French was a living, though often outspoken, link to New Orleans’ musical history, most notably in his work with the Original Tuxedo Jazz Band, which he led from 1977 until 2011.
On his WWOZ morning radio show, he could be irascible and unpredictable, often diverting from the music to discuss politics, chat with friends or rant about an issue that caught his attention. He also played whatever music struck his fancy, from Louis Armstrong to Dr. John.
"This show gives me the chance to play what I think is cool," French told Times-Picayune music writer Keith Spera in 2007. "Some people call and say, 'You're not playing any traditional jazz.' Well, it's my show. I can do whatever…I want.'"
Although French could be cantankerous, he had the respect of musicians who followed in his footsteps. In 2007, Branford Marsalis and Harry Connick Jr. performed with French on a tribute album. In 2010, French performed at the White House as a member of Connick’s band.
Reaction from other musicians on Twitter showed his influence throughout the city.
"Rest in Peace to a New Orleans legend, Mr. Bob French," tweeted the Soul Rebels Brass Band.
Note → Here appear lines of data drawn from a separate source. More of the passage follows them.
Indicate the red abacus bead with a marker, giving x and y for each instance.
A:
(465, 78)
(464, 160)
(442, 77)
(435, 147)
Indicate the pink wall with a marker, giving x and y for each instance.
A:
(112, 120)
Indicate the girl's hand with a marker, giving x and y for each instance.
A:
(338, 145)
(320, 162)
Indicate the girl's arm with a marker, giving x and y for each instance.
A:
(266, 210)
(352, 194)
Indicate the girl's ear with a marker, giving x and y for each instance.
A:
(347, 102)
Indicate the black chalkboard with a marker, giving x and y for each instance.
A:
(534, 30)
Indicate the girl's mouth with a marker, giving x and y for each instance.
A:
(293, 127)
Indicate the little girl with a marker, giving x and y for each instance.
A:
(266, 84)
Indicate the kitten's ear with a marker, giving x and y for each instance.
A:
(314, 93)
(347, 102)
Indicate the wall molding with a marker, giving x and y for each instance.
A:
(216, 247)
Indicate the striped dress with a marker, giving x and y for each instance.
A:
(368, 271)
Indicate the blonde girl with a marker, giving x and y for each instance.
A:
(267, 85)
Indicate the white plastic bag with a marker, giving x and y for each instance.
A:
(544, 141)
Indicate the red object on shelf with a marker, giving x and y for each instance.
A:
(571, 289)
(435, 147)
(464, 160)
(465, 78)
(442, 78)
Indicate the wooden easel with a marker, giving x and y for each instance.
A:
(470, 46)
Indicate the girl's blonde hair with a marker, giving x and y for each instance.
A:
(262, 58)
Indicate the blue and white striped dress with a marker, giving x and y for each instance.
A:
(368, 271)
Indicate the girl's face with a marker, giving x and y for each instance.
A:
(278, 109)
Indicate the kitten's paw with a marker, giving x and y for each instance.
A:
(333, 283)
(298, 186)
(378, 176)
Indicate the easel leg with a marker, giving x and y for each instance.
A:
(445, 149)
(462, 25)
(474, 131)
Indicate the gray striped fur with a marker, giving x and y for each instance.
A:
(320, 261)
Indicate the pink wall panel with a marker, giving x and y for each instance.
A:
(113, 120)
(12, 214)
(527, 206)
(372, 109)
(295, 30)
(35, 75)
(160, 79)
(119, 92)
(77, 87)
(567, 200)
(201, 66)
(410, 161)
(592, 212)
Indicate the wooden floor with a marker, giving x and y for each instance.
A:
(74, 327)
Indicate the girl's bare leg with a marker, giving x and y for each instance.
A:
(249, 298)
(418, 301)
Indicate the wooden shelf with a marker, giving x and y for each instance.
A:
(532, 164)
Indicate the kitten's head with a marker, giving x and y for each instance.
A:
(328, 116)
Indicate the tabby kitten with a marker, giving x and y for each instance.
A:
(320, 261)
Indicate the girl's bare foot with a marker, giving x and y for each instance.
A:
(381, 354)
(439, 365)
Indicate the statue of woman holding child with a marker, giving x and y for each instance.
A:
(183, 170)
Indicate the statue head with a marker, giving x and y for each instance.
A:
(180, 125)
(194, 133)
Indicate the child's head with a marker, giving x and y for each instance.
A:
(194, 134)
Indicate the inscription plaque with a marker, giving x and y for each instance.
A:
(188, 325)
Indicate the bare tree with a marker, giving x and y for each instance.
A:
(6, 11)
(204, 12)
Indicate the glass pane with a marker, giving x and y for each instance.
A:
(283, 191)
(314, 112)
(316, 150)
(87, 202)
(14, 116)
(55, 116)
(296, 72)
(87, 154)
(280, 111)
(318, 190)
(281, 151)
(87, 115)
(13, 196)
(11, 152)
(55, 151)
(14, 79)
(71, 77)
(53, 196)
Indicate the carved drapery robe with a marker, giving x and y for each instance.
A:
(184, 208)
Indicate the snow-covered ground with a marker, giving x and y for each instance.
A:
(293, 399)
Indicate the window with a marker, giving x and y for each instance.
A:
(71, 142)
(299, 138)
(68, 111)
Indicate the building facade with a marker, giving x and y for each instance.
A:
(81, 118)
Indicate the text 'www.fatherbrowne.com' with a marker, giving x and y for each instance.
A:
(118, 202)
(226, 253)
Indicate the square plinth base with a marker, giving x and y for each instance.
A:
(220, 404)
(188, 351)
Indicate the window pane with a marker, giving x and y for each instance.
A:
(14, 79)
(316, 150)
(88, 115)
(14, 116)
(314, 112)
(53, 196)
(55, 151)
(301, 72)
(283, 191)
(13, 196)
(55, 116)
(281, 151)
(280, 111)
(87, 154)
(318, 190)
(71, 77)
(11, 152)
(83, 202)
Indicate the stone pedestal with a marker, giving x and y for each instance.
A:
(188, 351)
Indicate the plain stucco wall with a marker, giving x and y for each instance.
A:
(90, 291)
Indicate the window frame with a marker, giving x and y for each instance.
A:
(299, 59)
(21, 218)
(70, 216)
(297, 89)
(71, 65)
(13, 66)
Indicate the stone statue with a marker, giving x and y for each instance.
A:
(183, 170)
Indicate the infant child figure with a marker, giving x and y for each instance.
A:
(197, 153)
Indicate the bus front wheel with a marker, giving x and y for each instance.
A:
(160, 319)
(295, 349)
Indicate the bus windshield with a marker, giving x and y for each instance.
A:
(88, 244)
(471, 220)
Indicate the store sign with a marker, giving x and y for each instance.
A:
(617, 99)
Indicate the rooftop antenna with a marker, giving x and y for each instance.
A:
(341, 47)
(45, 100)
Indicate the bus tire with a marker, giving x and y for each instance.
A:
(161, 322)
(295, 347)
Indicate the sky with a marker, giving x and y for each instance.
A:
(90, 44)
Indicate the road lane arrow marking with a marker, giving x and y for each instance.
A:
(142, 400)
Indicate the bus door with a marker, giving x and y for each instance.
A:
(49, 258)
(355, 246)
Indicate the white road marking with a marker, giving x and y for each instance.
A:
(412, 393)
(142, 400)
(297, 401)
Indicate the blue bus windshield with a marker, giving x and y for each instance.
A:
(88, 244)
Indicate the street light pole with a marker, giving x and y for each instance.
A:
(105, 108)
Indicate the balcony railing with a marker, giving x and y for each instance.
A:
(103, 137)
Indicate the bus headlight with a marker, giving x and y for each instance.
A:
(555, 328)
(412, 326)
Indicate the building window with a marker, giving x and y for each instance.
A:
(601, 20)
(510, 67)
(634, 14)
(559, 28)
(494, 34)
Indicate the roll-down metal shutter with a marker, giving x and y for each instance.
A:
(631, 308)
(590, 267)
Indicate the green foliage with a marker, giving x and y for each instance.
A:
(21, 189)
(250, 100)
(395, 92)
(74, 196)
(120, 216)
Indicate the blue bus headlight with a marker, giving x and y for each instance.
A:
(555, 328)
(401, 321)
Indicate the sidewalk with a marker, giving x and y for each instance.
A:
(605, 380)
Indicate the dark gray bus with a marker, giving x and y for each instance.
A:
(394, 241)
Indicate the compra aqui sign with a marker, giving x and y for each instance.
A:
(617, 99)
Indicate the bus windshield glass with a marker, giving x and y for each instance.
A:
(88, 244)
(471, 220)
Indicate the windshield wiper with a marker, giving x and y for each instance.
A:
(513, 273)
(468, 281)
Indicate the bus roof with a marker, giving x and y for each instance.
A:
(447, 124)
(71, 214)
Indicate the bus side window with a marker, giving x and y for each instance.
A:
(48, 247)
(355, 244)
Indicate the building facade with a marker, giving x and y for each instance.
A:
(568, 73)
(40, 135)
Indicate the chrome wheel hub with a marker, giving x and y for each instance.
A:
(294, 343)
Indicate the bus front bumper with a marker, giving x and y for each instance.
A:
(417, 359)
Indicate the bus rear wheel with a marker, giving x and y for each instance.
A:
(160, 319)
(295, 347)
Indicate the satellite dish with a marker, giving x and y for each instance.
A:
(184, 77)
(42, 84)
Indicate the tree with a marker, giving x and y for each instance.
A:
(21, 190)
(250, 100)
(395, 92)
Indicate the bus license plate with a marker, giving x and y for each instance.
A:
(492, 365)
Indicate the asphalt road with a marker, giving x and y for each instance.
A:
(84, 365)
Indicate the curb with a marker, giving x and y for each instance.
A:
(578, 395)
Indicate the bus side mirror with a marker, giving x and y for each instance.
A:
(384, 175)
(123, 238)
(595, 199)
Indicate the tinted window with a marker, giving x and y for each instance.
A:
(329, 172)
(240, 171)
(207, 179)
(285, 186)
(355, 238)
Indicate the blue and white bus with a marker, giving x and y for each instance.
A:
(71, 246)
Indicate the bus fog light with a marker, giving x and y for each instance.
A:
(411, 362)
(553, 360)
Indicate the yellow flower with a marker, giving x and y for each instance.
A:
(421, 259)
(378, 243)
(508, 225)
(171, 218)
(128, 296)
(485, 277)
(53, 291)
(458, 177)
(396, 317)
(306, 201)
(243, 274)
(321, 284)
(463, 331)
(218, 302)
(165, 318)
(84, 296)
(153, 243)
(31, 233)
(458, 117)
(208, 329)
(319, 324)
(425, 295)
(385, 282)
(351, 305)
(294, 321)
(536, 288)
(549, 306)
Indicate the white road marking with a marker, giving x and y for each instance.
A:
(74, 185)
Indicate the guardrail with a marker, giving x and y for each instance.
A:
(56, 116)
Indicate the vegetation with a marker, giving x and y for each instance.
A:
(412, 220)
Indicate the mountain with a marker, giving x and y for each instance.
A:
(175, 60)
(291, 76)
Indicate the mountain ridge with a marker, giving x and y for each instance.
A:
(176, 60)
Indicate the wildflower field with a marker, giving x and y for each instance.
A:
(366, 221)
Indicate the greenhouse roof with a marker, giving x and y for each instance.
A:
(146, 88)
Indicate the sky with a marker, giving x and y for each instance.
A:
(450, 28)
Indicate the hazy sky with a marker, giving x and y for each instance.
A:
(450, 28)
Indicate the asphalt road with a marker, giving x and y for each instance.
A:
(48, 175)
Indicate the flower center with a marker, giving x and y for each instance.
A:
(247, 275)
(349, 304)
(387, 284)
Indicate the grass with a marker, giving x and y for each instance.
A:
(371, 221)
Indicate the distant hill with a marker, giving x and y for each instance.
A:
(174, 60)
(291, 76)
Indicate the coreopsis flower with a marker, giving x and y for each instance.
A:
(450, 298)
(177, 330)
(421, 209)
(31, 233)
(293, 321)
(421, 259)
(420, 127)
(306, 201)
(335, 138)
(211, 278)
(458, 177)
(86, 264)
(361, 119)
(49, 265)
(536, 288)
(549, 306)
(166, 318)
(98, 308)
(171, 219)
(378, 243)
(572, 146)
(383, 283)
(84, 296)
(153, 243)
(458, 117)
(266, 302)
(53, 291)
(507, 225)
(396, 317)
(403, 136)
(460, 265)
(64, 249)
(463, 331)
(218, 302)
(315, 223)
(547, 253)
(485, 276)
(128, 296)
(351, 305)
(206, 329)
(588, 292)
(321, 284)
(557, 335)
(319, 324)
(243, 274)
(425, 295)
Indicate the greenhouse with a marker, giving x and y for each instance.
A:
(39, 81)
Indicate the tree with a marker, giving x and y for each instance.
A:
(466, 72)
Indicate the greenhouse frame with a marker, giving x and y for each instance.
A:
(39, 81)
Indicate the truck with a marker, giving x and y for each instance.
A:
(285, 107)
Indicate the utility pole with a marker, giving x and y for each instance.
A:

The Tuxedo Brass Band echoed that with a tweet saying, "R.I.P. Bob French gone but not forgotten thank you for everything!"
Last summer, after picking up a regular gig at Mayfield’s Bourbon Street club, French stepped down as leader of the Tuxedo Jazz Band due to his failing health.
The band, founded in 1910 by jazz great Oscar “Papa” Celestin, was later led by French’s father, banjo player Albert “Papa” French. Bob French’s nephew Gerald took over as the fifth bandleader of the group. Gerald's father, George French, who was Bob's brother, is also a well-known local jazz musician.
As a child, French took drumming lessons from Louis Barbarin and organized an R&B band in high school whose members included James Booker, Art Neville, Charles Neville, Kidd Jordan and Alvin Batiste.
In the 1960s, French recorded with Earl King, Fats Domino and Dave Bartholomew, who was a relative on his mother’s side.
Funeral arrangements are incomplete.